Photo du Château de La Motte-Tilly, bureau de la marquise de Maillé
Château de La Motte-Tilly, bureau de la marquise de Maillé

© David Bordes - Centre des monuments nationaux

Un précieux aide-mémoire

Pendant plus de quarante ans, la marquise de Maillé travailla à l’établissement d’un inventaire du patrimoine architectural des départements de l’Aube, de la Marne, de la Seine-et-Marne et de l’Yonne. 

Elle s’intéressa en priorité à ces églises non-classées construites avant le XIXe siècle dont la protection allait devenir l’un de ses principaux objectifs, répertoriant notamment le mobilier liturgique, ainsi que les immeubles par destination souvent menacés de vandalisme. Elle ne négligea pas pour autant les monuments historiques mondialement connus comme les cathédrales de Reims ou de Sens, ni les édifices profanes dont elle laisse des rapports de visite détaillés.

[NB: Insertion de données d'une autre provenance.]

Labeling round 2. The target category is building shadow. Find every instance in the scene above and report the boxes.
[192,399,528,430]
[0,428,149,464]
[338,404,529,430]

Cet inventaire est comme un aide-mémoire personnel, produit de repérages et de prospections et résultat d’une infatigable volonté de connaître et de comprendre. 

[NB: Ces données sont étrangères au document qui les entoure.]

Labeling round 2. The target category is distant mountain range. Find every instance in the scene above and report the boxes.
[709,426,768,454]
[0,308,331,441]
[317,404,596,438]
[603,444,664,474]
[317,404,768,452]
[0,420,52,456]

À ce titre, il est d’ailleurs un intéressant témoin des méthodes de travail de son auteur. Ainsi conservons-nous les traces de visites, parfois réitérées, de plus de cinq cents sites : 70 dans l’Aube, 266 dans la Seine-et-Marne, 89 dans l’Yonne et près de 70 dans la Marne. Le tout, distribué par ordre alphabétique à l’intérieur de deux longues boîtes de bois, représente un total supérieur à 2 000 fiches. Chaque visite est soigneusement consignée sur une ou plusieurs fiches de bristol. Le nom de chaque édifice est écrit à l’angle droit, la date de passage est presque toujours précisée à l’angle opposé. De véritables petits dossiers ont ainsi parfois pour objet l’étude approfondie d’un seul bâtiment : un jeu de fiches reliées par un trombone révèle une collection de cartes postales, enrichie de croquis, de plans de la main de Madame de Maillé, de notes profuses détachées d’un petit carnet de poche, de feuilles dactylographiées. Des photographies en noir et blanc illustrent parfois les nombreuses observations techniques, faisant de certains dossiers d’authentiques reportages des interventions de la Sauvegarde de l’Art Français.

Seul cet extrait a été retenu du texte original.